Jaime Pizarro, who heads the subsidiary, says that after a year and a half of using the Palm Pilot, Banestado Microempresas decided to change its technology. The problem lay in the fact that the Palm Pilot requires special software for each operation, and developing that software would take time and money. Furthermore, any change in the head office’s centralized credit administration system meant new software.
“Instead of developing new software for the Palm each time, we decided to seek out a technology that would enable us to transfer information from the central servers to the mobile device that we would be using in the field,” explains Pizarro. “We created a data transmission system that is accessible with a laptop computer using a Windows-based operating system.” The laptop communicates with the server via modem, using either a fixed line or mobile telephony.
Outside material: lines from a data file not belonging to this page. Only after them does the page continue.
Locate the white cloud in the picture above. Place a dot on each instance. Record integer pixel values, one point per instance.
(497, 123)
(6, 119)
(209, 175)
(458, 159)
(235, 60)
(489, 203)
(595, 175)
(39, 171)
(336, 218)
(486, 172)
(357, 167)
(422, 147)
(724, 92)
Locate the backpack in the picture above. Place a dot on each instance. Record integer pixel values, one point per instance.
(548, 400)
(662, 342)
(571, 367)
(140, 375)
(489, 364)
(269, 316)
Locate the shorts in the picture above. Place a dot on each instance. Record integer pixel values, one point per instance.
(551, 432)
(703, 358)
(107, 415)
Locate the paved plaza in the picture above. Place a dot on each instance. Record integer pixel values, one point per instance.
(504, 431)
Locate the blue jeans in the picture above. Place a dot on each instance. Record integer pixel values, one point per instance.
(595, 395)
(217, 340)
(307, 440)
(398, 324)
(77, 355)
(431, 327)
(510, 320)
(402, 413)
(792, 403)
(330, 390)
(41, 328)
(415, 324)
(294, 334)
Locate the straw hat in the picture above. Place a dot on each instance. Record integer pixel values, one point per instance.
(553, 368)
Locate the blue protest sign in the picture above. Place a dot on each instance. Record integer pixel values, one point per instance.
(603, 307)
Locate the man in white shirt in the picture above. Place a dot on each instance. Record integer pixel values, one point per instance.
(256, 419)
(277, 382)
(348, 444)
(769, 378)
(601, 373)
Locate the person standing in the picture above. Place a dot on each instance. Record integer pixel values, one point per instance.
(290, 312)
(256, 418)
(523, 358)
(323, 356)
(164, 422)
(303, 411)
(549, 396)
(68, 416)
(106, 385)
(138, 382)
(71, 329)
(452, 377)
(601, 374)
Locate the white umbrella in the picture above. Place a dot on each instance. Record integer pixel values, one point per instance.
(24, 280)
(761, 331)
It is tantamount to having the central computer system in the laptop, and loan officers can even print loan documents in the field, using remote printing technology.
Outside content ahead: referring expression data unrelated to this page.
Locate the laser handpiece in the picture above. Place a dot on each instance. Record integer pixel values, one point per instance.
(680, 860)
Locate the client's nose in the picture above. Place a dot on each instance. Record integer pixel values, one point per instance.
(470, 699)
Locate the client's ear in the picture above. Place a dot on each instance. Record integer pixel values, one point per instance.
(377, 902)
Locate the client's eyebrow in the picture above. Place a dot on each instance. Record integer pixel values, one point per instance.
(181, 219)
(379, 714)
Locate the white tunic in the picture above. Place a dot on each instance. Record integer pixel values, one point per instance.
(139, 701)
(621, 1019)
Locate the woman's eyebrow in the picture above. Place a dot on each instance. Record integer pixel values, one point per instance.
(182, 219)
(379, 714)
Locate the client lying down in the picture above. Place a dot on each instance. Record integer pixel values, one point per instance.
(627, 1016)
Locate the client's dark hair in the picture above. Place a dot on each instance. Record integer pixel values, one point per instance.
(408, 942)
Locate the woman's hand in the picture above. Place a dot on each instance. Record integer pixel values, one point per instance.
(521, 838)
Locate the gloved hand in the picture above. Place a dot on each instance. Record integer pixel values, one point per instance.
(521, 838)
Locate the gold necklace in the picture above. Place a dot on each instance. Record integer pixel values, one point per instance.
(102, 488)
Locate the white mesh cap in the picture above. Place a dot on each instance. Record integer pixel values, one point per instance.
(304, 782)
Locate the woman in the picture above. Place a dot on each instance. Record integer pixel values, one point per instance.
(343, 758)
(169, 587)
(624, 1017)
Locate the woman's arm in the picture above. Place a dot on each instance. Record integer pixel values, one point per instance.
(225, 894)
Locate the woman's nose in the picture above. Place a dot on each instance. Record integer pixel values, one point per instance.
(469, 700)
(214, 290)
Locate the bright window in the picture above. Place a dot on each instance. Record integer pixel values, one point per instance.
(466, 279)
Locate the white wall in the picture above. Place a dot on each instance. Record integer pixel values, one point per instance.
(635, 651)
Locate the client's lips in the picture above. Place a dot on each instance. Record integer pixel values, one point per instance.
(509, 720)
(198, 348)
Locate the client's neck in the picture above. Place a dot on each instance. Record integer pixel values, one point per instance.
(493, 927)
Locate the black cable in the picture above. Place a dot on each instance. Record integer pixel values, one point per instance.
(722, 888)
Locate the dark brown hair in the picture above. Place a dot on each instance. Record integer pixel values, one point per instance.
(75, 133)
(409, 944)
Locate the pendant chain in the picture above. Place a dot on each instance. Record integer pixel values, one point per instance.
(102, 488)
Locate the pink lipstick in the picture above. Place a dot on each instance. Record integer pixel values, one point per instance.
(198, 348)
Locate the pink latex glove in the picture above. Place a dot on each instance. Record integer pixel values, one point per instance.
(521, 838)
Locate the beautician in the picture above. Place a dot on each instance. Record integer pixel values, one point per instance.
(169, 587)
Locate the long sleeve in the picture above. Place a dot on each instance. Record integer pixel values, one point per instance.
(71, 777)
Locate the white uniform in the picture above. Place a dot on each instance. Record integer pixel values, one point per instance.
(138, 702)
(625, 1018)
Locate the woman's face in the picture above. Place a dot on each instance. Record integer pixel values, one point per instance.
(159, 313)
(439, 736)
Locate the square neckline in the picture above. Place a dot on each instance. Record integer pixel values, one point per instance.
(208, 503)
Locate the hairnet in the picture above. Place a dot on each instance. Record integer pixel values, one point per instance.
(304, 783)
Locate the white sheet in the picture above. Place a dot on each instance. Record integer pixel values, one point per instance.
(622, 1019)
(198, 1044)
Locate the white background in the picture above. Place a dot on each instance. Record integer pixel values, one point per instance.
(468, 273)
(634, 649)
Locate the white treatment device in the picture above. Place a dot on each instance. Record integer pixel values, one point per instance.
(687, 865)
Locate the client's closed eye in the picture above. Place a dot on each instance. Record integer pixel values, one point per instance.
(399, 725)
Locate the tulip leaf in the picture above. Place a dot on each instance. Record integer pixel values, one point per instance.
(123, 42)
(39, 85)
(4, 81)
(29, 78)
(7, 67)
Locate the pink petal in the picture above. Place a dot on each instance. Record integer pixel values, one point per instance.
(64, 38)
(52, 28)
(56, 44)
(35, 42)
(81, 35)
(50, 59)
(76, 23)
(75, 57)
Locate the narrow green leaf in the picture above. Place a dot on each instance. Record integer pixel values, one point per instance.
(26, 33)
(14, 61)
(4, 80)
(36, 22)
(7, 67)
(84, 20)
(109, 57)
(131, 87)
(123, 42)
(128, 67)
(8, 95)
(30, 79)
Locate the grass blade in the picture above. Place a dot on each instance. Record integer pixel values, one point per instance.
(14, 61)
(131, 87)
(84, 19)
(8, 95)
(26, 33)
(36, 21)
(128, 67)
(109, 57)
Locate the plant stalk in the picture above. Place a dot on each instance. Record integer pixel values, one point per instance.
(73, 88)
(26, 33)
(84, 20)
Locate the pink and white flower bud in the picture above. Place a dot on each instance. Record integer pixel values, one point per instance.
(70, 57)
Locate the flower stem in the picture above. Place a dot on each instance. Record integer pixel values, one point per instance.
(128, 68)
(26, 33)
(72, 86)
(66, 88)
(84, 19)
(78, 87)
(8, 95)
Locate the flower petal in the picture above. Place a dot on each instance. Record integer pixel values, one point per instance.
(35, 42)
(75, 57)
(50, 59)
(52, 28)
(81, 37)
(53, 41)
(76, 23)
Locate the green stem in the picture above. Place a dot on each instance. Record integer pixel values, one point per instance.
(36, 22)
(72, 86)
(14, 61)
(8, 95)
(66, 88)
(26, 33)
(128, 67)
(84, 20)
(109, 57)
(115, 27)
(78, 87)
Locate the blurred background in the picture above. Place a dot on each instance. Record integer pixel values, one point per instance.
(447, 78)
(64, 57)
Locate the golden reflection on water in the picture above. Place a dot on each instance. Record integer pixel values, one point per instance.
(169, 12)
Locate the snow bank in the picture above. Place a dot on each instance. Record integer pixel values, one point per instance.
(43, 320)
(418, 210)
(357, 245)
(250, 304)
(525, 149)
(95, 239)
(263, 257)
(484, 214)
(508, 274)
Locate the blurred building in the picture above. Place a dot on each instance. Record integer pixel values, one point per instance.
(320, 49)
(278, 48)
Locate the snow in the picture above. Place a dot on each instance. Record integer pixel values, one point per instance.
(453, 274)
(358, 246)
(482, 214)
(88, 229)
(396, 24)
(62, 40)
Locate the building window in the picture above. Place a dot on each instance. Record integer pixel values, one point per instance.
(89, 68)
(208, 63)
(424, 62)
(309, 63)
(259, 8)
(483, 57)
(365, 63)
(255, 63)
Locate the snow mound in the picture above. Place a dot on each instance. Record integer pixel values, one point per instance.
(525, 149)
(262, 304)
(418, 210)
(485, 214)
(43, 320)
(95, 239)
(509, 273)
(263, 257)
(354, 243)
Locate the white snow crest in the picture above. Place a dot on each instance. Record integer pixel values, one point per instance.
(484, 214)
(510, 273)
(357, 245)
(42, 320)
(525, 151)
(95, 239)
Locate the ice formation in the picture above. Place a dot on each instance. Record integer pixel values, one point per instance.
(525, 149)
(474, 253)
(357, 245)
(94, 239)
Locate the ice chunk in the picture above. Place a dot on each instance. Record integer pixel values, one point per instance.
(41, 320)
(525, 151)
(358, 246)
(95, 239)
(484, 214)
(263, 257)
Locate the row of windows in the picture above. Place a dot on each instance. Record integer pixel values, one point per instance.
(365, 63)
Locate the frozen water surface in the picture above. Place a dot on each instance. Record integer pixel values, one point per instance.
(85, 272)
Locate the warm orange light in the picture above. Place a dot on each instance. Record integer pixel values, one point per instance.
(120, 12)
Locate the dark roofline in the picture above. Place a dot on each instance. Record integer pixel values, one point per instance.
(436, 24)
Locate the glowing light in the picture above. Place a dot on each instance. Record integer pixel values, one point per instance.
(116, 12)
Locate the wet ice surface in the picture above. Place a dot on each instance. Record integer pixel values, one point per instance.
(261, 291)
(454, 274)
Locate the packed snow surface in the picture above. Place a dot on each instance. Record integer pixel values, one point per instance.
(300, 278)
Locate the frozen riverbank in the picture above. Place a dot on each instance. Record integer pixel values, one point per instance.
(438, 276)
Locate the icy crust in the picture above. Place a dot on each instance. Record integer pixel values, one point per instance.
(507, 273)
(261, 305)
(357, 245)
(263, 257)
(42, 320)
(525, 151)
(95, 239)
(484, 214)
“We have reduced the cost of our loans by 18 percent,” Pizarro says.
Castello, of ACCION, concedes that replacing Palms with laptops is worth looking into, but says that “Palm Pilots have worked well for us and have reduced our costs.” The initial interface problems were resolved, and the network’s member institutions are adding to the Palm Pilots’ real-time communication capability through the use of wireless technology. “The other advantage of Palm Pilots is that they cost $120, whereas a laptop carries a price tag of $800,” adds Castello. “If you have hundreds of credit officers deployed in the field, it is possible to generate considerable savings.”
Prodem, the Bolivian microfinance institution that developed the smart card with fingerprint recognition, also used Palm Pilot technology for more than a year for its field work, but Prudencio reports that since the introduction of the new system, “now we are flying.” The firm is developing an application that will enable its customers to obtain automatic credit, acting almost like a credit card.
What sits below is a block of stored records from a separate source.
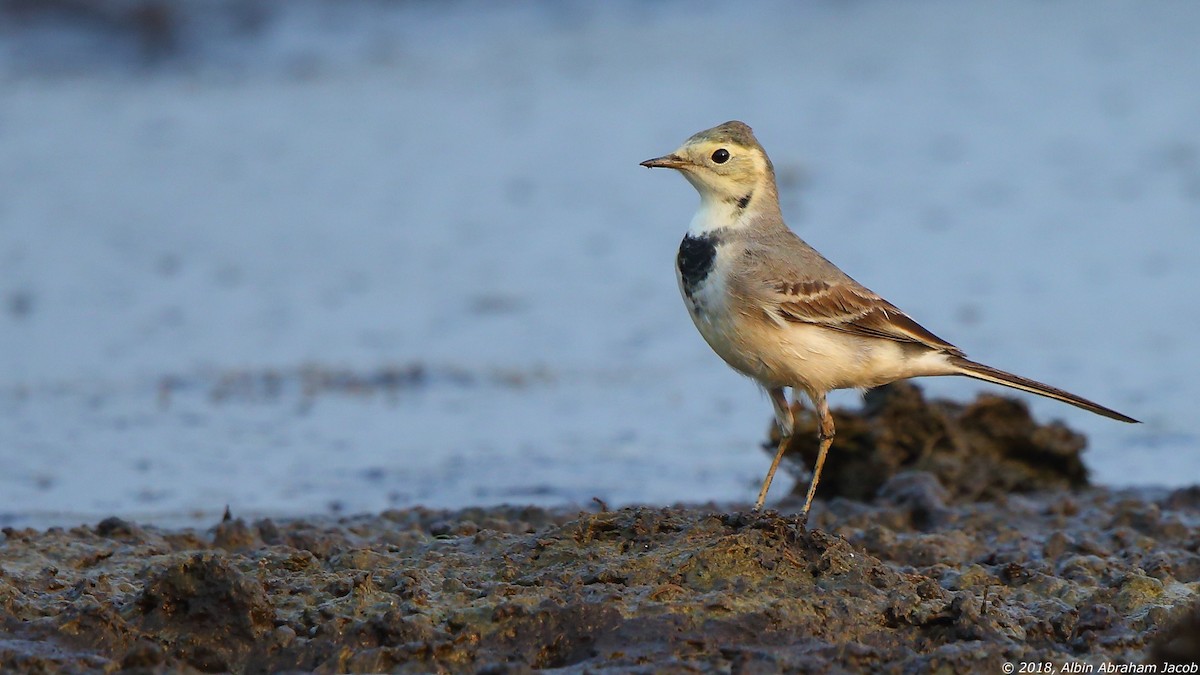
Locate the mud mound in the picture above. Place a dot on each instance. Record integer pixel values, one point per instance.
(1084, 577)
(981, 451)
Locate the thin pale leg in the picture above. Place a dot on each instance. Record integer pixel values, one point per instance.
(825, 434)
(784, 417)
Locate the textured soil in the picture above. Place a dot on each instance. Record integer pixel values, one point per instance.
(945, 538)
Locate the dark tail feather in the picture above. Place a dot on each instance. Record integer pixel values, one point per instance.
(989, 374)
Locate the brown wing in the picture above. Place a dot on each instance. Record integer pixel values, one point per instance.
(851, 309)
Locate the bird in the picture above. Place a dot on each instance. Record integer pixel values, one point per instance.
(778, 311)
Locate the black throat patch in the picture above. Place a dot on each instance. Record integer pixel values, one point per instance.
(695, 261)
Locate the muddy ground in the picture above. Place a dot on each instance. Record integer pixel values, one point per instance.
(945, 538)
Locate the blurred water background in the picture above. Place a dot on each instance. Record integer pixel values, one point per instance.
(318, 256)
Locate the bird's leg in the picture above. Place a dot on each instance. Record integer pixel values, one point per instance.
(825, 434)
(784, 418)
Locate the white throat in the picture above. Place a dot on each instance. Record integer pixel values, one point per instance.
(717, 214)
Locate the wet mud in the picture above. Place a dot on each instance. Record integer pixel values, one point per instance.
(972, 542)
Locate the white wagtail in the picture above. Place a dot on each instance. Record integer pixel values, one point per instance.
(779, 312)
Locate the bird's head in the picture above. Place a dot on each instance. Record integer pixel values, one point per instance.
(724, 163)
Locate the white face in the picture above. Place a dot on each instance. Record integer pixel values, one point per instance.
(721, 169)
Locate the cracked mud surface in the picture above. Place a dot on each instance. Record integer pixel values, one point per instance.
(928, 574)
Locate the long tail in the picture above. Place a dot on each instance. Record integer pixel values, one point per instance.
(988, 374)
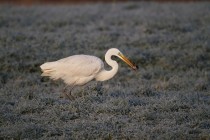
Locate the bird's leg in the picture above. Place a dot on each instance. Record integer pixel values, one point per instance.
(68, 96)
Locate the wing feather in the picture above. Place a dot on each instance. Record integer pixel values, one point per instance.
(80, 65)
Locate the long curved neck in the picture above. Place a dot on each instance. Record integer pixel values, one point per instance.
(108, 74)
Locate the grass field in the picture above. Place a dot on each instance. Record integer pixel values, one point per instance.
(167, 98)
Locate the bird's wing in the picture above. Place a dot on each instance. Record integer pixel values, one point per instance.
(79, 66)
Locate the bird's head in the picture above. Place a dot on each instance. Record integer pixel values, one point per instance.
(117, 53)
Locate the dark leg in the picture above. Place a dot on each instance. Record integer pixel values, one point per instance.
(67, 96)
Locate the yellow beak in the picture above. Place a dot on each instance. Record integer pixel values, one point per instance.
(127, 61)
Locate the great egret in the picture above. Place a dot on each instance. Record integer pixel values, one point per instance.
(80, 69)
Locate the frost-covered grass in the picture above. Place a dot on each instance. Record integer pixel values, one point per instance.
(167, 98)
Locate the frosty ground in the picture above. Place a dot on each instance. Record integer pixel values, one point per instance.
(167, 98)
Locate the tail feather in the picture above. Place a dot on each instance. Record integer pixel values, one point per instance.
(49, 69)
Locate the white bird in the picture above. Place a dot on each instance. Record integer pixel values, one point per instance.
(78, 70)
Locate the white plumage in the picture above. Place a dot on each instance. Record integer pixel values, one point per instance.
(80, 69)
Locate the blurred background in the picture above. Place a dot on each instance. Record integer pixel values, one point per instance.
(30, 2)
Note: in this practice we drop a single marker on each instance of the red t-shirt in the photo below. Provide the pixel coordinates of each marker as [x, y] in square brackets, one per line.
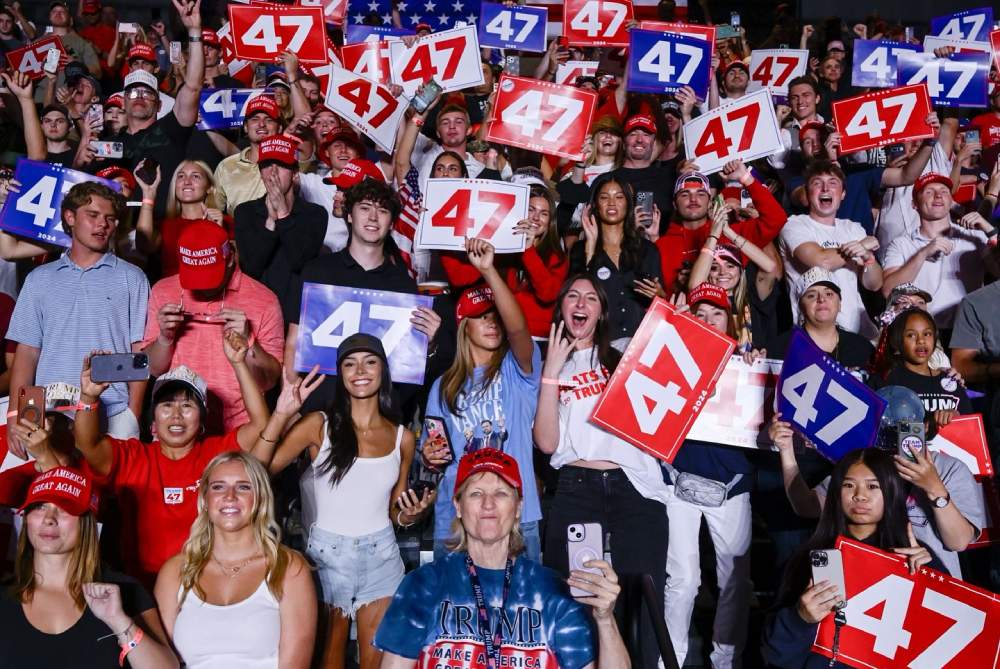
[158, 498]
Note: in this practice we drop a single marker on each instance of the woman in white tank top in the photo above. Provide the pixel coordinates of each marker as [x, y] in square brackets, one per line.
[234, 596]
[361, 458]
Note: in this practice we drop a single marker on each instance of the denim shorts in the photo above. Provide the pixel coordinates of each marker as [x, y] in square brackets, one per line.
[354, 571]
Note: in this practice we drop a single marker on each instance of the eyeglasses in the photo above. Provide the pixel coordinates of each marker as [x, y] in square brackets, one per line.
[141, 92]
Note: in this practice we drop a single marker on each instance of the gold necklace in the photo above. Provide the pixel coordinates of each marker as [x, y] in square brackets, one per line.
[234, 571]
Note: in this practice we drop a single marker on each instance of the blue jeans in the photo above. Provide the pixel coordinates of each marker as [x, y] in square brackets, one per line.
[532, 543]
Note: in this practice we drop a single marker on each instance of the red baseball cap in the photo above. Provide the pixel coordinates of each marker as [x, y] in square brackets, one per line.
[141, 51]
[474, 302]
[488, 460]
[263, 104]
[202, 249]
[640, 122]
[279, 148]
[706, 292]
[118, 172]
[69, 489]
[928, 179]
[357, 171]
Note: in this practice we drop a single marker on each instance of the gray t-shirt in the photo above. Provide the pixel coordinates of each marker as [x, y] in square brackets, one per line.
[966, 494]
Bingo. Automatic credit with a technologically enabled card would be the easiest way for a microentrepreneur to obtain credit. “Microfinancing in the United States is the credit card,” says consultant Mark Schreiner of Microfinance Risk Management, “and in another 10 years, the same will be true in Latin America.” Does this mean that microfinance institutions may end up becoming credit card managers? Schreiner smiles. “Something like that,” he says.
For Pizarro, the whole issue is crystal-clear. “Technology is the difference between having a profitable and an unprofitable business,” he says. And Vicente Fenoll, general manager of the Mexican micro- finance institution Fincomún, echoes Pizarro’s thoughts with a strong opinion of his own. “Palm Pilots and cell phones are no longer working tools,” he says. “Rather, they have become prosthetic devices.”